Strong Demand for China Local Bond Sale

Shanghai became the first local government in China to issue bonds directly in nearly two decades, a reform that lies at the heart of attempts to clean up the troubled finances of its cities and provinces.

Local governments have amassed large debts through off-balance sheet borrowing and, at more than 25 per cent of gross domestic product; these debts are seen as one of the big risks looming over the Chinese economy.

By allowing bond sales, the hope is that the market will impose discipline and transparency on local governments, ensuring that their borrowing remains under control.

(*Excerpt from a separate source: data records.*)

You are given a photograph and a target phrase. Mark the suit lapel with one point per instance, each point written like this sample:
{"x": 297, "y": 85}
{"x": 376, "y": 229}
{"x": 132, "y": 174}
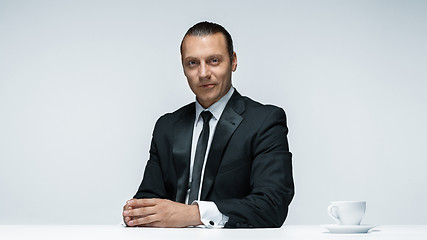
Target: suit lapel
{"x": 228, "y": 123}
{"x": 183, "y": 133}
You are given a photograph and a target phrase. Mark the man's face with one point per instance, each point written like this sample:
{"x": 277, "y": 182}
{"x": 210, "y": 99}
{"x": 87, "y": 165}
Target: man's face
{"x": 207, "y": 66}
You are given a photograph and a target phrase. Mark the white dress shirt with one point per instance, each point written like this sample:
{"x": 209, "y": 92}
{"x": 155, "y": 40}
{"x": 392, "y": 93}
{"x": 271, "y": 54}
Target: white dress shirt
{"x": 210, "y": 216}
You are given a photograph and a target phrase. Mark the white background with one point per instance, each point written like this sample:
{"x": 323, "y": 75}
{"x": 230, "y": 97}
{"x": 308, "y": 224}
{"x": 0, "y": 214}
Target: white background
{"x": 83, "y": 82}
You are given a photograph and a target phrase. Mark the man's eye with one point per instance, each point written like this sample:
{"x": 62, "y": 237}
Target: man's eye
{"x": 192, "y": 63}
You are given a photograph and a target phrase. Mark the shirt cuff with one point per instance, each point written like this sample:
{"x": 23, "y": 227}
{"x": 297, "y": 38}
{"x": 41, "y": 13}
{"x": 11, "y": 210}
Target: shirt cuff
{"x": 210, "y": 216}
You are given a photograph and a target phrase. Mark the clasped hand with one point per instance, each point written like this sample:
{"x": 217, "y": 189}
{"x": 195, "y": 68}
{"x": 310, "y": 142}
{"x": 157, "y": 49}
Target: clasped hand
{"x": 160, "y": 213}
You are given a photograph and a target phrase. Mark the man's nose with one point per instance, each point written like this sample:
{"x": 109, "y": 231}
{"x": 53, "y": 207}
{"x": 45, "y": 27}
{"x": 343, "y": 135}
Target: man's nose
{"x": 204, "y": 71}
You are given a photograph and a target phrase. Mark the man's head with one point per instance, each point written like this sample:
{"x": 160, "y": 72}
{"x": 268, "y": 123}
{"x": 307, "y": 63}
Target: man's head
{"x": 208, "y": 60}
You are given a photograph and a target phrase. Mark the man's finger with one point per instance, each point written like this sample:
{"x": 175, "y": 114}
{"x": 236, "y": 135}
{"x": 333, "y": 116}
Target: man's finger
{"x": 137, "y": 203}
{"x": 144, "y": 221}
{"x": 139, "y": 212}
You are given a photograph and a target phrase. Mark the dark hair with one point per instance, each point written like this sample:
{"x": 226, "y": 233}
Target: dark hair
{"x": 208, "y": 28}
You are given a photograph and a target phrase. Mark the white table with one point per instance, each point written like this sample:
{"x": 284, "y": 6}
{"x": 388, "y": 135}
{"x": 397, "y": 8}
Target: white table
{"x": 287, "y": 232}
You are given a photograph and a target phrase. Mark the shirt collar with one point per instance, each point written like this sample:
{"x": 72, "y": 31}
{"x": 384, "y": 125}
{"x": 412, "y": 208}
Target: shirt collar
{"x": 217, "y": 108}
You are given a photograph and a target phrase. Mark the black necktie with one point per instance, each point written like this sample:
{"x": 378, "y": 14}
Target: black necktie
{"x": 199, "y": 157}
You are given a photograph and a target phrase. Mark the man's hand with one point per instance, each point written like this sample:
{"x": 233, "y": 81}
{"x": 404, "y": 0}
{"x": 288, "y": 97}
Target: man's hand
{"x": 160, "y": 213}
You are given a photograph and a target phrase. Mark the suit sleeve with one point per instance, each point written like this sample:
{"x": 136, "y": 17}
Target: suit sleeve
{"x": 152, "y": 185}
{"x": 271, "y": 180}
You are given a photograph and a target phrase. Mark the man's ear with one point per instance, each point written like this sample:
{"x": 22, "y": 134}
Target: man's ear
{"x": 234, "y": 62}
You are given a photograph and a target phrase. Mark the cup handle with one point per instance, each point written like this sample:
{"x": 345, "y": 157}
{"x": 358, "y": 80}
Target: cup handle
{"x": 332, "y": 213}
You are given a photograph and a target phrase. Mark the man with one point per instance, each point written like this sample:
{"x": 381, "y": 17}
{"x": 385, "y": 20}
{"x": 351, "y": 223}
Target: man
{"x": 222, "y": 161}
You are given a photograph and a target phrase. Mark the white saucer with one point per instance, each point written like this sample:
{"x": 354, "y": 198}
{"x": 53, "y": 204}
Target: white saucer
{"x": 363, "y": 228}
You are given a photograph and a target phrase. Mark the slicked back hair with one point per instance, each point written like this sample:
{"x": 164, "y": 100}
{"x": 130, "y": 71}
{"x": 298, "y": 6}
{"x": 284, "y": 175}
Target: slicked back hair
{"x": 208, "y": 28}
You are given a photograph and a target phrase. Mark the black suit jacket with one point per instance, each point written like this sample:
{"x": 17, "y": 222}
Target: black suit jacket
{"x": 248, "y": 171}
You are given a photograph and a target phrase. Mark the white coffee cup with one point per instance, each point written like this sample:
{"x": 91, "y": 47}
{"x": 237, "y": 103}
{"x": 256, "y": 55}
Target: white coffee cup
{"x": 347, "y": 212}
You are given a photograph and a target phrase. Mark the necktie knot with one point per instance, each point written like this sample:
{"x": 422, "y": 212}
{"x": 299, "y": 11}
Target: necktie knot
{"x": 206, "y": 115}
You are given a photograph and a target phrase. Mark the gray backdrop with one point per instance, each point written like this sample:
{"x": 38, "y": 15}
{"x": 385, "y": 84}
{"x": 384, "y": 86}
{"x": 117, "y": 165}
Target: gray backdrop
{"x": 83, "y": 82}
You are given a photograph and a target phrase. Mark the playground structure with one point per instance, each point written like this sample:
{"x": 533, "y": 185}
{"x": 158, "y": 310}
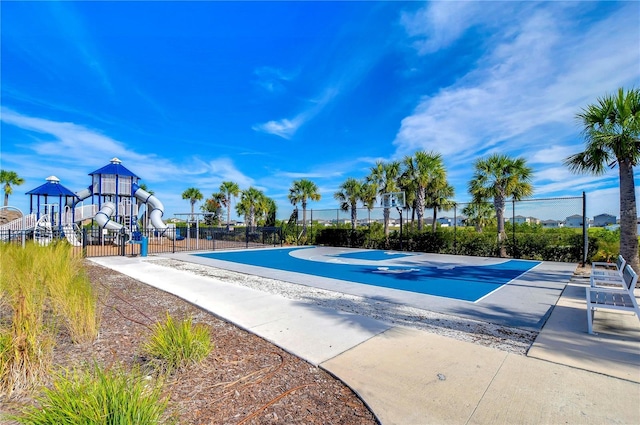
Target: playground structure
{"x": 115, "y": 199}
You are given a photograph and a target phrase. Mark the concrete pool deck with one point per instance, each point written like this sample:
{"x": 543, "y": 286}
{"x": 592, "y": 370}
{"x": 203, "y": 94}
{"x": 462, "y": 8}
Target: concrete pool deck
{"x": 408, "y": 376}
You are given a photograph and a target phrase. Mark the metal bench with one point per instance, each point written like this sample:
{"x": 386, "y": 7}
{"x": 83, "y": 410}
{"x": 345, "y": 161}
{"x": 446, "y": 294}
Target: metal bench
{"x": 620, "y": 298}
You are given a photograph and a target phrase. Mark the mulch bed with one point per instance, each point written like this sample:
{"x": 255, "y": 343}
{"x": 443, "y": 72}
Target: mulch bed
{"x": 245, "y": 380}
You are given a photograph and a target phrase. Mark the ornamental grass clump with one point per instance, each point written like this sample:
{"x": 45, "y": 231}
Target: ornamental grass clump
{"x": 41, "y": 289}
{"x": 97, "y": 396}
{"x": 174, "y": 345}
{"x": 73, "y": 298}
{"x": 26, "y": 341}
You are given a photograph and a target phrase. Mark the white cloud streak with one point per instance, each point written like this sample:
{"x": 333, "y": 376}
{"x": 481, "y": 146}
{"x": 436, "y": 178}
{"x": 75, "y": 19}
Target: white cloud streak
{"x": 538, "y": 69}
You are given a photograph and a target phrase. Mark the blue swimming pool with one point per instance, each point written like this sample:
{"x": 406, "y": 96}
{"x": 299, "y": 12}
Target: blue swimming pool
{"x": 462, "y": 282}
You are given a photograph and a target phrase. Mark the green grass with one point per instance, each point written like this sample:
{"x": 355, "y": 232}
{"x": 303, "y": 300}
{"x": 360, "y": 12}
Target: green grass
{"x": 96, "y": 396}
{"x": 40, "y": 288}
{"x": 26, "y": 341}
{"x": 176, "y": 345}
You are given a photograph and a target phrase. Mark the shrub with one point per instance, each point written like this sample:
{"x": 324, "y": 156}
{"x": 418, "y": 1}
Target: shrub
{"x": 175, "y": 345}
{"x": 96, "y": 397}
{"x": 40, "y": 287}
{"x": 26, "y": 341}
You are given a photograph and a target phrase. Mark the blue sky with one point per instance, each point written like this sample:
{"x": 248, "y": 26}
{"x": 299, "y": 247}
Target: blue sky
{"x": 190, "y": 94}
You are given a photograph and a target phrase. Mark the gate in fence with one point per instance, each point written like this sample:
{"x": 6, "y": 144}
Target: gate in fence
{"x": 98, "y": 242}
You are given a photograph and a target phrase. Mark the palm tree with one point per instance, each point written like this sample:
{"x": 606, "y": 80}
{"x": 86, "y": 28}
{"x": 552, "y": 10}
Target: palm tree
{"x": 249, "y": 205}
{"x": 349, "y": 194}
{"x": 230, "y": 190}
{"x": 368, "y": 196}
{"x": 423, "y": 170}
{"x": 301, "y": 191}
{"x": 267, "y": 210}
{"x": 438, "y": 196}
{"x": 408, "y": 185}
{"x": 193, "y": 195}
{"x": 611, "y": 129}
{"x": 385, "y": 178}
{"x": 498, "y": 177}
{"x": 213, "y": 208}
{"x": 480, "y": 214}
{"x": 9, "y": 178}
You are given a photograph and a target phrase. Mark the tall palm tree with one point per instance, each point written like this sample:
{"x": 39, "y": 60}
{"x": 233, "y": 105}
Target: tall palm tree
{"x": 349, "y": 194}
{"x": 213, "y": 206}
{"x": 611, "y": 129}
{"x": 498, "y": 177}
{"x": 9, "y": 179}
{"x": 230, "y": 190}
{"x": 368, "y": 196}
{"x": 408, "y": 185}
{"x": 249, "y": 205}
{"x": 267, "y": 210}
{"x": 438, "y": 196}
{"x": 423, "y": 169}
{"x": 385, "y": 178}
{"x": 480, "y": 214}
{"x": 301, "y": 191}
{"x": 193, "y": 195}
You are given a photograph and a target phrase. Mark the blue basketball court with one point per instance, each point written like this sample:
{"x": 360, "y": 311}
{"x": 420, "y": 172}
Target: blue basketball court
{"x": 504, "y": 291}
{"x": 388, "y": 269}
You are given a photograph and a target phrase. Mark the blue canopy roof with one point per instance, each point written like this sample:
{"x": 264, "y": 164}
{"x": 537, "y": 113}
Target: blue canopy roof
{"x": 52, "y": 188}
{"x": 114, "y": 167}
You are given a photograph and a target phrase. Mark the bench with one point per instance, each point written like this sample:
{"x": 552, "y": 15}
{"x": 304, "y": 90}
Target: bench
{"x": 603, "y": 271}
{"x": 620, "y": 298}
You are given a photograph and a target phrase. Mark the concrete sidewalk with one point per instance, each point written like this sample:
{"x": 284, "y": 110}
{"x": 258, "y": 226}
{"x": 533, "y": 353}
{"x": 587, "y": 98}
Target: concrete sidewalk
{"x": 408, "y": 376}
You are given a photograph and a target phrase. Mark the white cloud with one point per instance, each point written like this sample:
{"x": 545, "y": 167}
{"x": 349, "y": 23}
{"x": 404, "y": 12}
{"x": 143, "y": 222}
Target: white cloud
{"x": 284, "y": 128}
{"x": 441, "y": 23}
{"x": 71, "y": 151}
{"x": 539, "y": 68}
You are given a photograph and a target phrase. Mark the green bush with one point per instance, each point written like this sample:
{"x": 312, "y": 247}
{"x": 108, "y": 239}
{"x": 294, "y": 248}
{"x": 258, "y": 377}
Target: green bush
{"x": 175, "y": 345}
{"x": 98, "y": 397}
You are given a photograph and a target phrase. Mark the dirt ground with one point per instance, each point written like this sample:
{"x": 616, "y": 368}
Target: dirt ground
{"x": 245, "y": 380}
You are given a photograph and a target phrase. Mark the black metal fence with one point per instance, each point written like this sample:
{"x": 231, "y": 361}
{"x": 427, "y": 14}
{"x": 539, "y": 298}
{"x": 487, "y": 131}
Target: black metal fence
{"x": 98, "y": 242}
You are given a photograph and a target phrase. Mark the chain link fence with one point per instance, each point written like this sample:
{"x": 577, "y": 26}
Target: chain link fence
{"x": 98, "y": 242}
{"x": 552, "y": 229}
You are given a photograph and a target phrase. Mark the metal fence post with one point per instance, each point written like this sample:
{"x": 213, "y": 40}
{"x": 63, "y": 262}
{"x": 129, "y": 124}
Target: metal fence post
{"x": 455, "y": 229}
{"x": 311, "y": 225}
{"x": 84, "y": 242}
{"x": 585, "y": 234}
{"x": 122, "y": 246}
{"x": 513, "y": 224}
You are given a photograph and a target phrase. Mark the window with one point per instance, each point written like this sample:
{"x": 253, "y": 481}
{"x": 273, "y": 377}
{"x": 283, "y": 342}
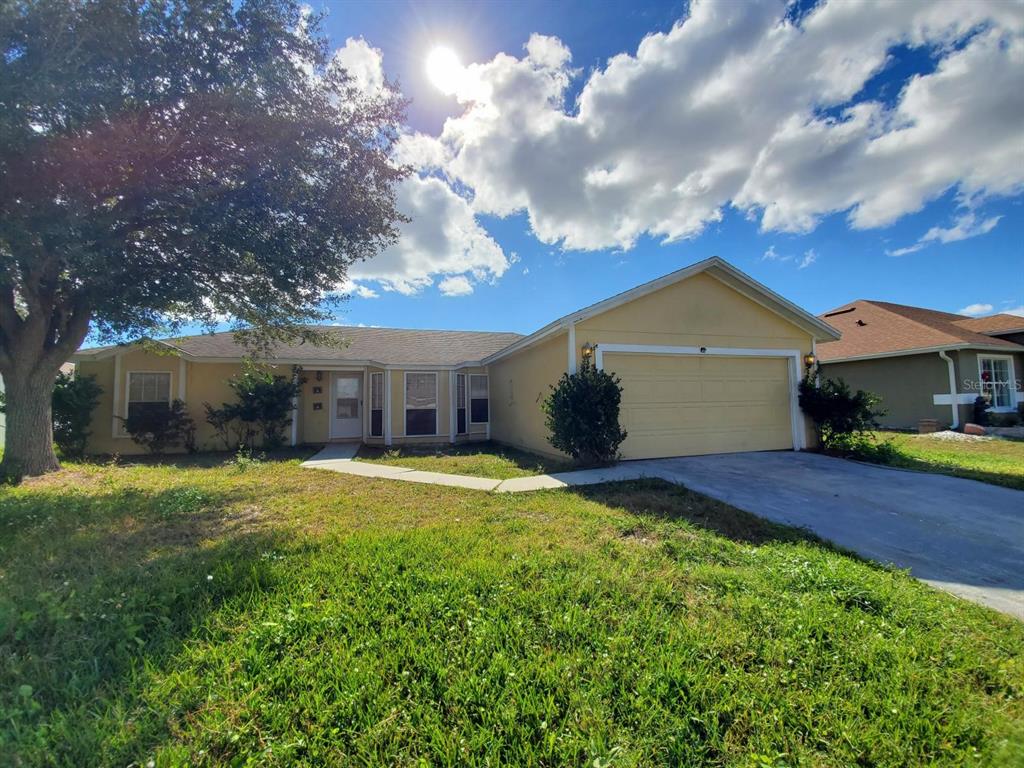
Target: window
{"x": 376, "y": 404}
{"x": 997, "y": 382}
{"x": 147, "y": 392}
{"x": 421, "y": 403}
{"x": 478, "y": 403}
{"x": 460, "y": 403}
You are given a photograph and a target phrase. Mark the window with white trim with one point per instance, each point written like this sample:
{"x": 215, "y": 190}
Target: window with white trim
{"x": 479, "y": 404}
{"x": 996, "y": 382}
{"x": 421, "y": 403}
{"x": 460, "y": 403}
{"x": 377, "y": 404}
{"x": 147, "y": 392}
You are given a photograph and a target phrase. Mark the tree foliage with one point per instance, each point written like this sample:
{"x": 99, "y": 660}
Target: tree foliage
{"x": 75, "y": 397}
{"x": 839, "y": 414}
{"x": 582, "y": 415}
{"x": 166, "y": 161}
{"x": 264, "y": 407}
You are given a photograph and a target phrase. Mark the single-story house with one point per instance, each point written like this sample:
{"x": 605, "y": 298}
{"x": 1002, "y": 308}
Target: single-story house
{"x": 710, "y": 361}
{"x": 926, "y": 364}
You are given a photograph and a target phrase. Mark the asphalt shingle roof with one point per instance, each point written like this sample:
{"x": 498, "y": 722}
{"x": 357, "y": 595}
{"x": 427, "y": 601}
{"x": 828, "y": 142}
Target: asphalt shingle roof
{"x": 880, "y": 327}
{"x": 385, "y": 345}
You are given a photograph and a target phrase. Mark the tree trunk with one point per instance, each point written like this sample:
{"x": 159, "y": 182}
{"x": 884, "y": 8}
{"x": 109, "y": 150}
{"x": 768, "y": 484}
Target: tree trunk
{"x": 29, "y": 442}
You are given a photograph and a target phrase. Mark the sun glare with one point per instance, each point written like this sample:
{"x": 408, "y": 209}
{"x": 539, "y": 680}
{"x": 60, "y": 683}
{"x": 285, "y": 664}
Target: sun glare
{"x": 444, "y": 69}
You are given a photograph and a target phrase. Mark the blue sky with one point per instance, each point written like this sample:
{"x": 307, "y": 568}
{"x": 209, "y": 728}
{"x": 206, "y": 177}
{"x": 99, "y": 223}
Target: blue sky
{"x": 821, "y": 232}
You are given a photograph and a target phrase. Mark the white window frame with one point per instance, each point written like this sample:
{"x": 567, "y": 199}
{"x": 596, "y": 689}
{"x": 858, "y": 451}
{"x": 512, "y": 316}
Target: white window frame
{"x": 465, "y": 401}
{"x": 469, "y": 397}
{"x": 406, "y": 408}
{"x": 128, "y": 399}
{"x": 1011, "y": 384}
{"x": 370, "y": 411}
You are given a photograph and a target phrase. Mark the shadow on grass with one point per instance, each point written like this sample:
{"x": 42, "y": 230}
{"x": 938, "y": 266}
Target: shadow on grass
{"x": 100, "y": 592}
{"x": 667, "y": 501}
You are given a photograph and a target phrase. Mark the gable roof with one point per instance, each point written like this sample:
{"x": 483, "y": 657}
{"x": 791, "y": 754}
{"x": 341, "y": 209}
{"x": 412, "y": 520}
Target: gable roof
{"x": 386, "y": 346}
{"x": 993, "y": 324}
{"x": 717, "y": 267}
{"x": 878, "y": 329}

The first local bond auction drew strong demand that would be the envy of many European governments.

Shanghai on Tuesday sold Rmb3.6bn ($560bn) of three-year bonds at a yield of 3.1 per cent and Rmb3.5bn of five-year bonds at 3.3 per cent. They were both more than three times subscribed, according to the official Xinhua news agency.

Analysts cautioned that the sale amounted to a tiny step in the right direction and that far more was needed to reform the structure of government financing in China.

I don’t think they’ve solved the fundamental problem, and the fundamental problem is a lack of local revenue generation capacity,” said Stephen Green, head of China research with Standard Chartered.

Cities and provinces remained excessively reliant on land sales and fiscal transfers from Beijing and there was a lack of supervision over their spending, he said.

Largely prohibited from borrowing from banks and selling bonds, local governments in China have created thousands of financing companies in recent years to get around these restrictions.

Beijing has struggled to get a clear picture of how much these semi-official companies owe and where they have spent their funds. National auditors estimated this year that they had racked up more than Rmb10,000bn in debt.

Recognizing that bond sales would be a much more direct way for local governments to finance themselves, Beijing has tentatively moved to open that door.

Over the past three years, the finance ministry has issued Rmb200bn each year in bonds whose proceeds were earmarked for local spending.

Then, too much fanfare last month, Beijing said it would permit Shanghai, Shenzhen, Guangdong and Zhejiang – four of the wealthiest, best-run jurisdictions – to go a step further by directly selling bonds.

Local governments had not issued bonds since 1994 when Beijing banned them from doing so because of concerns that they were accumulating unplayable debts. Guangdong province is next, with its auction scheduled for Friday, and will be followed on Monday by Zhejiang.

But there is less than meets the eye to these bond sales.

The central government dictated how much the local governments could issue, placing a low cap on them. Shanghai’s bonds equate to just about 2 per cent of its planned expenditures this year.

China’s national finance ministry will in fact pay both the interest and the principal on the bonds. Local authorities will be responsible for transferring corresponding funds to Beijing but analysts say the arrangement amounts to an explicit central government guarantee for the bonds.

It is just the beginning of the beginning,” said Zhu Ning, deputy director of the Shanghai Advanced Institute of Finance, a business school.

The current situation is such that local governments do not have the resources to pay the principal and the interest.”